Wenn das in dieser Form verkürzt an die MdBs geleitet wurde, kann einem ja Angst und Bange werden. Bei allem Respekt, ich gehe nicht davon aus, dass viele der Damen und Herren sich die Studie Satz für Satz detailliert durchlesen und analytisch die Argumentationskette nachvollziehen.
Was hängen bleibt, ist doch so etwas wie:
„Scientists for Future: Weichenstellung bezüglich Klimakatastrophe hat 10 bis 20 Jahre Zeit“.
(PS: Zumindest das Intro der Studie habe ich einmal überflogen.)
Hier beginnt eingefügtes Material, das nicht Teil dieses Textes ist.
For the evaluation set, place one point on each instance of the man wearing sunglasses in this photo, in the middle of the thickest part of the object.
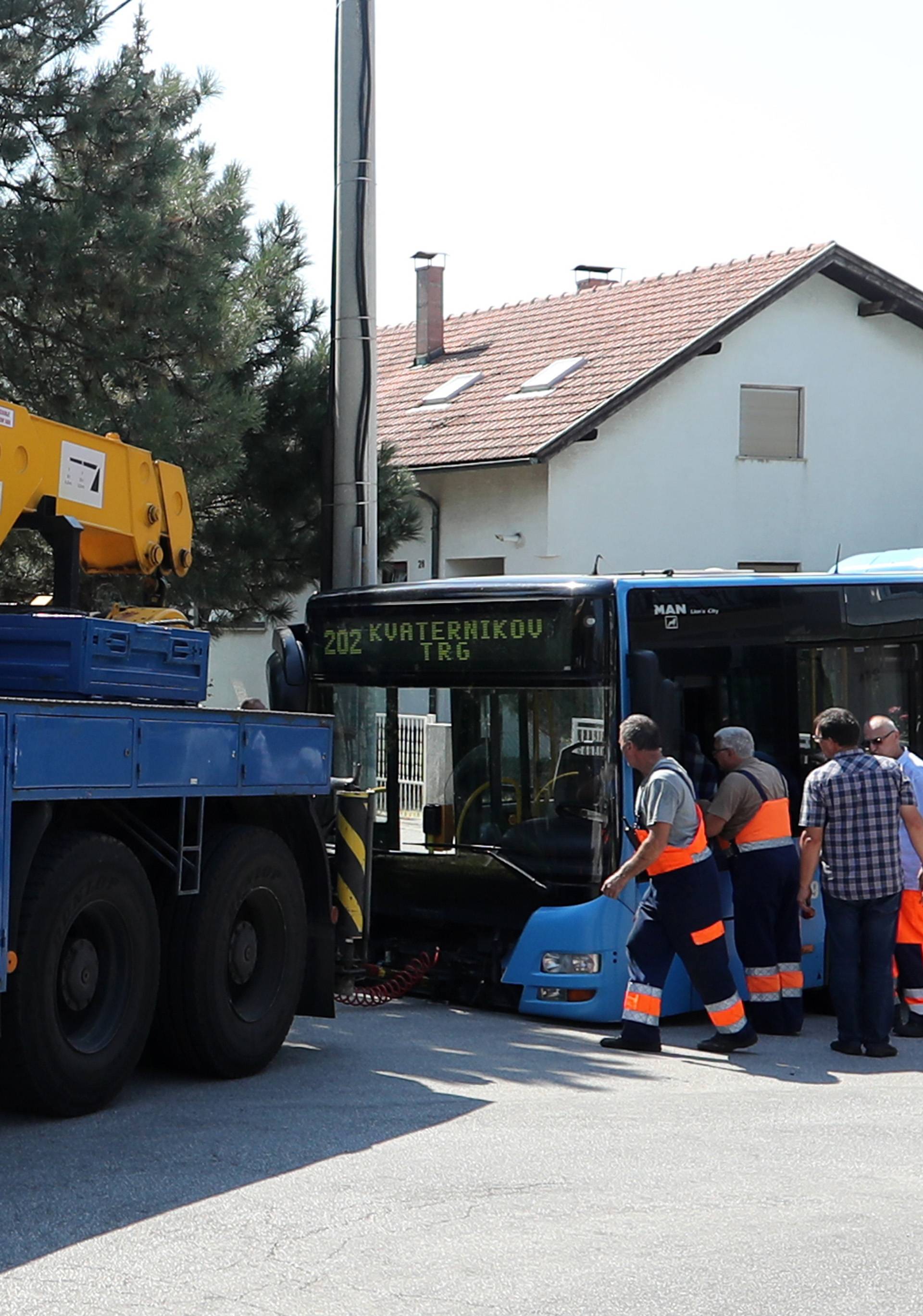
(851, 815)
(883, 737)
Mir wird aus Ihrem Beitrag nicht klar, ob Sie die Sachlage wirklich erkannt/verstanden haben. Sie ist zwar meinen beiden bereits veröffentlichten Comments zu entnehmen, aber ich versuche es noch einmal, vielleicht noch klarer:
Am 3. August wurde mein Artikel veröffentlicht. Die beiden ersten Sätze lauteten:
„Scientists for Future – unter anderem Jörg Tremmel, Christian Breyer, Christoph Gerhards – haben im Juli eine Präsentation an die Bundestagsabgeordneten versendet, worin „Eine neue Phase der Klimapolitik“ vorgeschlagen wird. Diese werde „zur langfristigen Begrenzung der globalen Erwärmung auf 1 Grad Celsius über vorindustriellem Niveau“ führen.“
Am 7. oder 8. August wurde in den Satzteil „zur langfristigen Begrenzung der globalen Erwärmung auf 1 Grad Celsius über vorindustriellem Niveau“ ein Link eingebettet. Der unbefangene Leser muss davon ausgehen, dass dieser Link zur an die Bundestagsabgeordneten versandten Präsentation führt, die Gegenstand des Artikels ist. Das ist aber nicht der Fall! Der Link führt nicht zu der Präsentation, die ich in dem Artikel kommentiere, sondern zu einer Studie, die den gleichen Titel wie die Präsentation hat, mit ihr aber nicht identisch ist. Die Präsentation enthält 16 (mit vielen Grafiken versehene) Folien, während die Studie 35 Seiten umfasst. Dass diese Studie existiert, ist mir erst seit der erwähnten Verlinkung am 7. oder 8. August bekannt.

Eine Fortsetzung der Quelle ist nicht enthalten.